Four in 10 UK and US social media users say they are under less pressure to show off an unrealistic image of their life during the coronavirus pandemic and lockdown.
A survey, by We Are Social and GlobalWebIndex, has also found that less than a quarter (23%) of social media users still feel the need to post content that portrays a more "polished" version of their life.
Men’s social media behaviour has apparently been particularly affected by the crisis, with nearly half (46%) of males saying they have been more open on their public social channels about the struggles they are facing, compared with just under a third (31%) of women.
Social media platforms have come under fire in recent years for amplifying political divisions within society and encouraging users to be performative in order to boost the attention their posts receive. Academics and campaigners have warned of the effects that social media is having on people’s mental health, particularly among young girls who appear to be at greater risk of cyberbullying.
The new report commissioned by We Are Social also found:
74% of social media users named friends and family among their top three sources of inspiring content, while 52% said their local community and 35% selected charities or not-for-profits. Influencers and content creators were a top source for 23%, followed by brands (21%) and celebrities (actors, singers etc) at 20%.
Almost half (45%) of social media users named politicians as one of their least inspiring categories.
The top content to share on social media was found to be personal news (40%), funny videos (36%) and memes (29%).
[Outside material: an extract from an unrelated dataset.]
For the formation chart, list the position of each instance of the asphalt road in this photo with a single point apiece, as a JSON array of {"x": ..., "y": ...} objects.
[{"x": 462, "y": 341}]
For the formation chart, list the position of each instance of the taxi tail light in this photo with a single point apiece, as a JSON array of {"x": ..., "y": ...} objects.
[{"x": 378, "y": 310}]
Meme-sharing is driven by younger audiences—44% of Gen Z and 34% of millennials say they’re sharing more memes compared with 12% of baby boomers.
Mobbie Nazir, chief strategy officer at We Are Social, said the findings are showing a resurgence in the way people used to use social media years ago—to make "meaningful connections".
She added: "While the last few months have been a rollercoaster of emotions, it’s encouraging to see more people—men, in particular—feeling comfortable enough to open up about the pressures of life in quarantine, and feel less pressured to present a polished, perfect version of themselves online.
"As conversations around mental health and wellbeing—and the role social media plays in both supporting and impacting these aspects of our lives—continue, it is my hope that we see the shift towards more honest and open social media persist, and grow."
The survey polled 2,419 internet users in the US and UK in the last two weeks of May.